Well, the "conservation of annoyance" is in full effect. The every-other-year emissions check was due on the 328, so I figured I'd go for it, despite the car having sat out the winter. After a brief "Italian tune-up", I took it to the local garage for a rolling road test. The car passed with flying colors, and the owner/mechanic there complimented me on a well kept car. So I was feeling good as I drove it the mile or so home from the garage. Until I stopped to back it into the garage. I look out the back to see Old Faithful geysering from the vents on the driver's side. The 20mm (3/4" i.d.) hose (122221 in the parts catalog) from the expansion tank to the T down in the clutter had split about two inches worth, spewing coolent all over. The coolent temp had just started upwards, so I backed it into the garage, shut it down, washed the antifreeze off the bodywork and hosed down the driveway to dilute the spilled coolent before the neighborhood critters could get to it. I picked up some 3/4" id "heater hose" from a local auto parts store, but the walls don't look all that thick. So the question is just how much pressure does the cooling system run? Does it take a hefty hose to hold it? Or should I put the thinnest hose where it's easy to replace, rather than putting hosezilla here and letting something harder to reach go next? (Don't mind the posting time: I didn't know that there were "screech owls" around the DC area, before.)

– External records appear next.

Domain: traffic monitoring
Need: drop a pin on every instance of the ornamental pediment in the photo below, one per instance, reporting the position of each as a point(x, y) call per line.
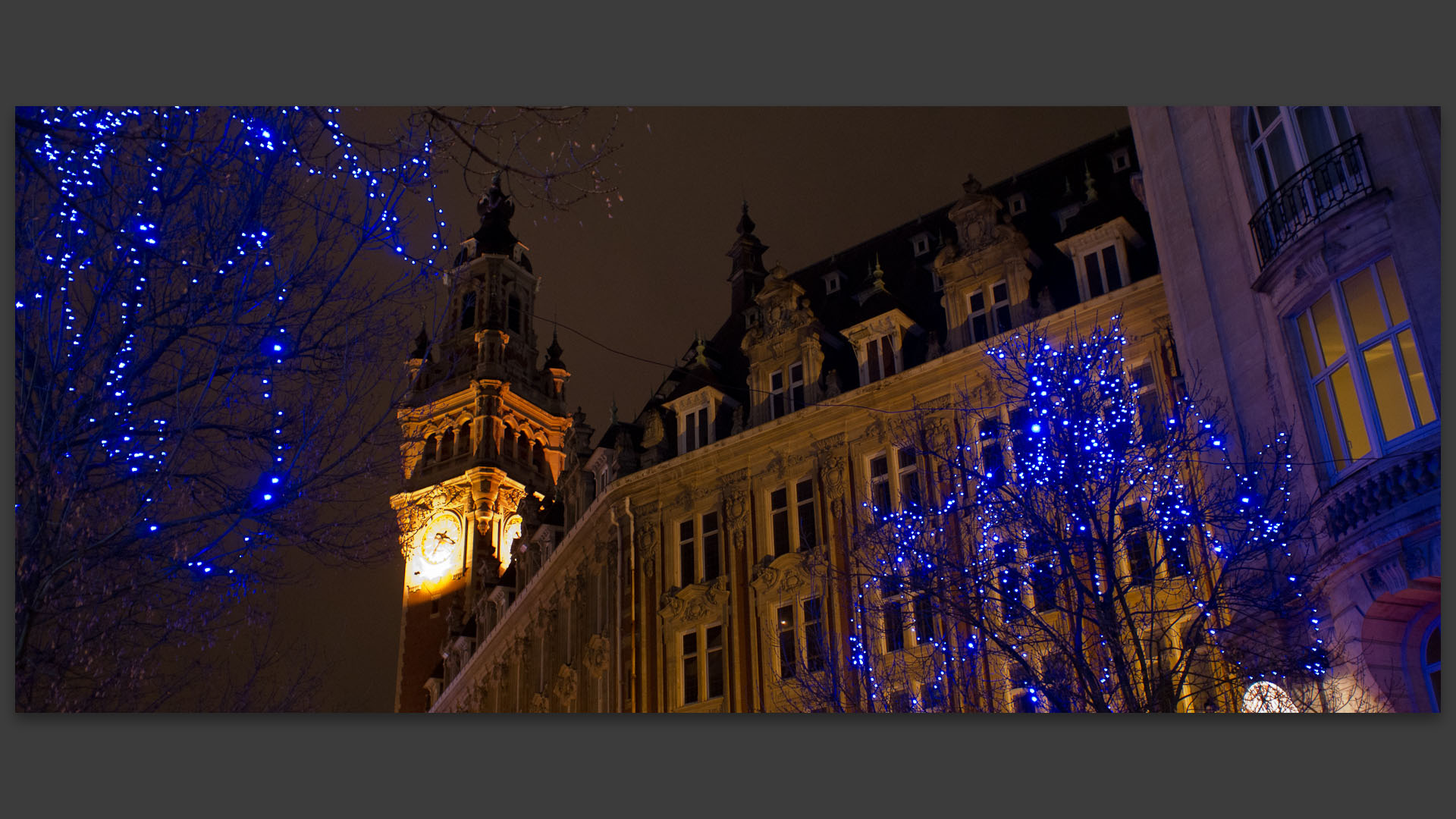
point(783, 576)
point(695, 604)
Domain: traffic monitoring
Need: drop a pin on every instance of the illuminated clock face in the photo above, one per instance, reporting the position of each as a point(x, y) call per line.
point(440, 542)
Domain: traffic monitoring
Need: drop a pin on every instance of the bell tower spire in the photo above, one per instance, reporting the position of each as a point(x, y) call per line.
point(485, 428)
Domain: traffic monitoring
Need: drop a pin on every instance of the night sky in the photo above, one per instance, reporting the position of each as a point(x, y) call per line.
point(647, 273)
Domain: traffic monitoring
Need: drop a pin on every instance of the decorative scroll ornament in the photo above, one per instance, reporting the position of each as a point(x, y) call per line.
point(596, 654)
point(565, 687)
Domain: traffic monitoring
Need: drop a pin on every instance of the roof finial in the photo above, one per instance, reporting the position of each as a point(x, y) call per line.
point(746, 224)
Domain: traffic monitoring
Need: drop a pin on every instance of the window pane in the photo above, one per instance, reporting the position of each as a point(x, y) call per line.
point(981, 330)
point(894, 627)
point(1394, 299)
point(788, 651)
point(1264, 171)
point(924, 620)
point(1363, 305)
point(1413, 369)
point(1331, 430)
point(1094, 276)
point(715, 662)
point(1389, 391)
point(813, 635)
point(1329, 328)
point(1280, 155)
point(685, 560)
point(712, 566)
point(1308, 338)
point(1114, 271)
point(1351, 420)
point(1343, 130)
point(1315, 130)
point(807, 529)
point(906, 457)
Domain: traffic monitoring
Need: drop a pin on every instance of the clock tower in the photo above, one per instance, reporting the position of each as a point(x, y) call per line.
point(484, 431)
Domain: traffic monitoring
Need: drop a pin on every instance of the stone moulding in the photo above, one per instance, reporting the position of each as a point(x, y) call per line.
point(1379, 491)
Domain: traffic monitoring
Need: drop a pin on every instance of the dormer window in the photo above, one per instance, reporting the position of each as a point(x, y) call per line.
point(1101, 271)
point(989, 311)
point(695, 419)
point(1066, 215)
point(878, 344)
point(468, 311)
point(695, 435)
point(880, 359)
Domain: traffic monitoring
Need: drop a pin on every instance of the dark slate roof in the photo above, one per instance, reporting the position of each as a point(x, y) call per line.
point(908, 276)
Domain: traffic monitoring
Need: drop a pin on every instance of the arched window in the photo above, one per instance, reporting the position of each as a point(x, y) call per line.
point(513, 314)
point(1286, 139)
point(1432, 662)
point(468, 311)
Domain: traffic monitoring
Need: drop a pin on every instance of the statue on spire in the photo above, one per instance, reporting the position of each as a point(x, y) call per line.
point(495, 210)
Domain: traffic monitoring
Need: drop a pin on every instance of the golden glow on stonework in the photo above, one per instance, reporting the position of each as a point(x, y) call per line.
point(513, 531)
point(1267, 698)
point(438, 548)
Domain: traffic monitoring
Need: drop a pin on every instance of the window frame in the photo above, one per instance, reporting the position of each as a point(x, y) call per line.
point(808, 656)
point(995, 311)
point(1100, 251)
point(792, 518)
point(1256, 136)
point(1432, 667)
point(696, 542)
point(1307, 343)
point(702, 657)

That hose's little brother just blew on my 328! I'm guessing yours is the lower hose going onto the expansion tank? Mine is the upper one, the smaller diameter hose. Anyway, system pressure is set by the radiator cap on the expansion tank. Original caps were 0.9 bar (13 psi), a common replacement is 1.1 bar (16 psi). Most American cars that use the kind of heater hose you bought run 16 psi caps; I have an old musclecar where the heater hoses and core are always exposed to full system pressure (16 psi) and it's worked fine for 40 years. So I'm thinking you should be OK.
Thanks. Yes, it's the lower. I'd found the 1.1 bar info with a search, but I couldn't remember what "regular" cars had on their heaters. My Celica AllTrac was made during the rally team's brief experiment with an un-pressurized cooling system, and my last american car was during the Nixon administration. The upper hose (and most of the cooling lines I could see) are fairly new Gates "safety stripe" hoses. The one that blew seems to be the exception.
He's got it....the .9 caps should be replaced with 1.1............ Whatever that means, in PSI...LOL!